RICHARDSON, Texas — With two more legal actions filed against Texans Credit Union this month, the financial institution is not offering any comment on the suits.

“While we are disappointed that your readers may only be exposed to one side of the case, it is our policy to not make public comments on ongoing legal matters,” said Matt Davis, executive vice president at $1.8 billion Texans CU.

Richard M. Boyd, the real estate investor who bought the majority share of Texans Commercial Capital in 2007, filed a suit on Oct. 8 against Texans CU to recoup between $5 million-$10 million for allegedly breaching a contract involving branch leases.

Earlier this week, attorneys for Kevin Curley, the former president of Texans Insurance Group who was terminated in April 2007, filed a new legal action against the CUSO and the CU for violating a July arbitration ruling that was supposed to reinstate Curley.

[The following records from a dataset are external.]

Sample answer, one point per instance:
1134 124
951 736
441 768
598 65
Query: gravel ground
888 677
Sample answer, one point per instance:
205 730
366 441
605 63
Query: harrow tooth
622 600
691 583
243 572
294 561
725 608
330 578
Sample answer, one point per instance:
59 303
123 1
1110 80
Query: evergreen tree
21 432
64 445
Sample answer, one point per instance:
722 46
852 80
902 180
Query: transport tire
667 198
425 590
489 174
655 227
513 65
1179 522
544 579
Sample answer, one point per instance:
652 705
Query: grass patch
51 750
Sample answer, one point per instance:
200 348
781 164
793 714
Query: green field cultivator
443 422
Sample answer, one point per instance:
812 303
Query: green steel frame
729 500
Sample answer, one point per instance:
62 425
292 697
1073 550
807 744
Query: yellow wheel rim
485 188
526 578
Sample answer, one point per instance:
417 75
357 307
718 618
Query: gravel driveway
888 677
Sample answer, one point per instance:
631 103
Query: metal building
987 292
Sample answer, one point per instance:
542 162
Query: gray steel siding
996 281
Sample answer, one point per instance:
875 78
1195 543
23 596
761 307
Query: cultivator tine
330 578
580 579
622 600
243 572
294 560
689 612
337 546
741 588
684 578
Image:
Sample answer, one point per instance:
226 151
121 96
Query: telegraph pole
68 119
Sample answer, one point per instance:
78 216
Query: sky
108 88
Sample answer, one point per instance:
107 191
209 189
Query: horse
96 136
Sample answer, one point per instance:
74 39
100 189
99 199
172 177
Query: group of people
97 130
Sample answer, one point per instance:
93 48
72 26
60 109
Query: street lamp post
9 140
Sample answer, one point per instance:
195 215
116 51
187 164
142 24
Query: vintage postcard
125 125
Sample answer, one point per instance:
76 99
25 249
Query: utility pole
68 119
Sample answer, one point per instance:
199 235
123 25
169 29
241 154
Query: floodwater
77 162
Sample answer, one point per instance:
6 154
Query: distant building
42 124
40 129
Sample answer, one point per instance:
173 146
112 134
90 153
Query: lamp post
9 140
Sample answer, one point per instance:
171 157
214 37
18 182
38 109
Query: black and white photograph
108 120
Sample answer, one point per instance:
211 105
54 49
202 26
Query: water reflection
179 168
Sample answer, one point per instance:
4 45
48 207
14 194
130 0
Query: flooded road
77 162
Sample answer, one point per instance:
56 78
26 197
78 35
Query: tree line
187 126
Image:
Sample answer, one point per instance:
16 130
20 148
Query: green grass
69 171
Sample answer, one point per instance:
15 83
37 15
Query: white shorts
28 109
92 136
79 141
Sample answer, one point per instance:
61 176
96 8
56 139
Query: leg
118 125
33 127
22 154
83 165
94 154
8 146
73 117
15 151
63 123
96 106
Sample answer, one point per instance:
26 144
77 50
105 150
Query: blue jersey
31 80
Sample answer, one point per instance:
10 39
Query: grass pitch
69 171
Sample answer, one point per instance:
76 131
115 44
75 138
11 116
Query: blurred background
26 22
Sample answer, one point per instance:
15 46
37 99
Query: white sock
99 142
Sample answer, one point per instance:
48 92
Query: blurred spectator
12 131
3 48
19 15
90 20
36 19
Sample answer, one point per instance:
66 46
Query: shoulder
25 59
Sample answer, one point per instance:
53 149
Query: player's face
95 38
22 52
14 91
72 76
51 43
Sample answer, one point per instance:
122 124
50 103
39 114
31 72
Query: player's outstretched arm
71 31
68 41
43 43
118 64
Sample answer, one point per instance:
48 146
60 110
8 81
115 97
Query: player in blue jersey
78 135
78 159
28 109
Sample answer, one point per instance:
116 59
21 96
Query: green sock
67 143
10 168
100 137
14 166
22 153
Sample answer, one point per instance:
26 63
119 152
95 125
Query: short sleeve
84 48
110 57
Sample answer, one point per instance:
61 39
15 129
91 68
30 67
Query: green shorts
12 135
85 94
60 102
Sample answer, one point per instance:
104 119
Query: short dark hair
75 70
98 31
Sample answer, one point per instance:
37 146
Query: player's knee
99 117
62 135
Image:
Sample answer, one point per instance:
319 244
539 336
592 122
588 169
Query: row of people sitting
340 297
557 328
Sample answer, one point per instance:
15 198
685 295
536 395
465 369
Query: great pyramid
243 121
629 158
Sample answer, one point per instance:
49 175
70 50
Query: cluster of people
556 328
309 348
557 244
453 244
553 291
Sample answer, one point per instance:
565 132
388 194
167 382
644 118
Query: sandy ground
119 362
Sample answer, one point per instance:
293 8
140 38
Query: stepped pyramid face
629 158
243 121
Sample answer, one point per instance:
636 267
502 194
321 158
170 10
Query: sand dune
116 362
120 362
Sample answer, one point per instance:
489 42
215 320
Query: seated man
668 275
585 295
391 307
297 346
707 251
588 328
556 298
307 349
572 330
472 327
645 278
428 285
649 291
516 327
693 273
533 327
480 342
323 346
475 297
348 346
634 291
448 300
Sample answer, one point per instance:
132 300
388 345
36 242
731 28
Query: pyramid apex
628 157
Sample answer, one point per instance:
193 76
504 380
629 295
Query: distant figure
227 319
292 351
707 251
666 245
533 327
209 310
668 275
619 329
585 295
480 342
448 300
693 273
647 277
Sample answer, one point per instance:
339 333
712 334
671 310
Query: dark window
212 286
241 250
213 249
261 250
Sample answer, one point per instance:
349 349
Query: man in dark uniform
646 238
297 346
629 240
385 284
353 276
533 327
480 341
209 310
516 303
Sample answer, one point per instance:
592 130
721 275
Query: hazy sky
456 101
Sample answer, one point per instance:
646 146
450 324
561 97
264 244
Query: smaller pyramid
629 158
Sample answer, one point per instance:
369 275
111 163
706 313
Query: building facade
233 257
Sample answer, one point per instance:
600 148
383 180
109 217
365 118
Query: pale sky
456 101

On Sept. 22, a jury ruled that three former executives with Texans Commercial Capital were wrongly terminated in 2006. Former Texans Commercial President/CEO John C. O'Shea, Paul J. Valdez, former senior vice president/CFO, and Joel B. Fox, former executive vice president/COO, were fired in a convoluted case involving defamatory statements, discussions of a bank conversion, a possible sale of Texans Commercial to a larger CU and unpaid compensation packages, according to the executives' attorneys.